En grande tenue pour se présenter dans les postes de l’Aïr

                               Voila donc le lieutenant Brusset au bout de ses peines, l’Adrar Madet étant devenu la balise du navigateur hauturier qu’il était devenu. (NDLR : Sur la région Adrar Madet/Erg Brusset, R. Frison-Roche dans son livre "Mission Ténéré" (Arthaud 1960, p.35) écrit ce qui suit : « Dans le sable, il n’y a qu’à se baisser pour trouver : débris de poteries, meules à broyer le grain, haches néolithiques, et même des bijoux, bracelets de granit, coquilles d’œufs d’autruche... Les préhistoriens découvrent que sur le lieu du campement nocturne se situait il y a quelque 6 000 années une importante agglomération humaine caractérisée par 165 broyeurs à grain dispersés sur 250 m². Les habitants de l’Adrar Madet devaient être des végétariens si l’on en juge par l’absence de pointes de flèches, et par l’abondance, au contraire, de meules du ténéréen. Ils devaient broyer leurs récoltes et engranger la farine dans leurs poteries. Un membre de la mission parle de "Beauce du néolithique"... ») Car maintenant, les régions qu’il va parcourir sont globalement bien connues. Son journal, dès lors, tout en restant très détaillé jusqu’à son arrivée à Agadez, perd pour nous l’intérêt de la découverte. Signalons cependant que l’itinéraire qu’il prit se trouve très au nord de la piste automobile que nous empruntons de nos jours. En effet, sur un azimut général sud-ouest depuis la pointe nord de l’Adrar Madet, la reconnaissance longe le Tassa-n-Abardagh, se dirige sur le flan méridional du mont Bagzane, et emprunte enfin une piste traditionnelle vers la capitale de l’Aïr qu’elle atteint le 20 février au matin ; elle y est reçue cordialement et généreusement par les Coloniaux.




Télégramme reçu à Agadez en provenance de Djanet :
le capitaine Gay félicite son lieutenant du raid accompli.

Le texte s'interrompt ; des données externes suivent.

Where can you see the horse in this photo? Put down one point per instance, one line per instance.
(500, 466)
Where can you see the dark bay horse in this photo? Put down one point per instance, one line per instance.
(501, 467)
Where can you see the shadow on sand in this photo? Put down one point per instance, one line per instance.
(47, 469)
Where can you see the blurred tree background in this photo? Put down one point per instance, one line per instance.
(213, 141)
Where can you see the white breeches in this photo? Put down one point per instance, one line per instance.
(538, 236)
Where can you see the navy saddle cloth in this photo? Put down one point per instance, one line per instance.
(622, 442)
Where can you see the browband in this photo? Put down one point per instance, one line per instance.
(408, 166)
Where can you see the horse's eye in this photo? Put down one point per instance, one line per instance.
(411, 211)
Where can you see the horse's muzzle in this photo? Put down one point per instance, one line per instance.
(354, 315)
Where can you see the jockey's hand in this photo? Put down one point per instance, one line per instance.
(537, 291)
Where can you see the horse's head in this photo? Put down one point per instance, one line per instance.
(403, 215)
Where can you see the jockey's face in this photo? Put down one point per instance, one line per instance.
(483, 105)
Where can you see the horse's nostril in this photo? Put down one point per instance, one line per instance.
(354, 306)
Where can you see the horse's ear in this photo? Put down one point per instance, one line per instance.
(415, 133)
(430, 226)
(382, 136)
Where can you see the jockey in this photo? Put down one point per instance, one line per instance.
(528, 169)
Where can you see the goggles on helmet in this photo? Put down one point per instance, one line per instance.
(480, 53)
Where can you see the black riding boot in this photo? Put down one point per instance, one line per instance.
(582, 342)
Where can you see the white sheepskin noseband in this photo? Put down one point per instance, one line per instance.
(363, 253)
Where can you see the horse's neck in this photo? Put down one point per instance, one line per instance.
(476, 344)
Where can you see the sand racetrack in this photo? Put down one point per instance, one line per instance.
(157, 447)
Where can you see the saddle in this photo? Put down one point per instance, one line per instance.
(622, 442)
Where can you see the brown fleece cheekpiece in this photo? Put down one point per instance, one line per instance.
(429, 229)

                               Le retour sur Djanet a lieu le 3 mars : adieux au capitaine Imbert ; le capitaine Bourges et le lieutenant Sausier accompagnent la mission jusqu’au terrain d’aviation ; le lieutenant Quint et le médecin-lieutenant Piriou sont partis la veille en tournée. Passant par Aoudéras le 6 mars (près d’El Méki), Assodé trois jours plus tard, il séjourne les 11 et 12 mars au "carré" du G.N. de l’Aïr ; il y a là le capitaine Arnould, le lieutenant Charvet et le docteur Piriou ; visite du camp de la Mission Fourreau-Lamy, des ruines d’Aguellal. Le 14, le S/Lt Beneteau accueille les Sahariens à Iférouane, mais le Lt Brusset repart le lendemain vers In-Azaoua qui est atteint le 21. Le 26 mars, c’est l’étape à Issalane où le détachement reste une journée pour fêter l’Aïd-el-Kébir. Le 31, étape à Tiririne pour faire boire les chameaux qui n’apprécient guère son eau natronnée. Enfin, le 5 avril, à 7h40, la garnison de Djanet et le groupe mobile rassemblés lui présentent les armes...
                               La liaison méhariste directe Djanet - Agadès a donc été réalisée, et des informations utiles pour les automobiles relevées. Pour atteindre ces résultats, le Lt Brusset aura parcouru 2 274 km en 76 jours à 40 km de moyenne journalière ! Le Cne Gay écrivait au sujet de cette reconnaissance qu’elle était remarquable et « en tous points comparable aux très belles missions d’exploration exécutées antérieurement par la compagnie des Ajjers ».
Les 11 commandements
(les lignes qui suivent ne faisaient évidemment pas partie du rapport de mission, mais figuraient parmi les papiers du Lt Brusset ; peu ou pas connues, ces recommandations pour les futurs chefs de peloton ne sont pas dénués d’intérêt)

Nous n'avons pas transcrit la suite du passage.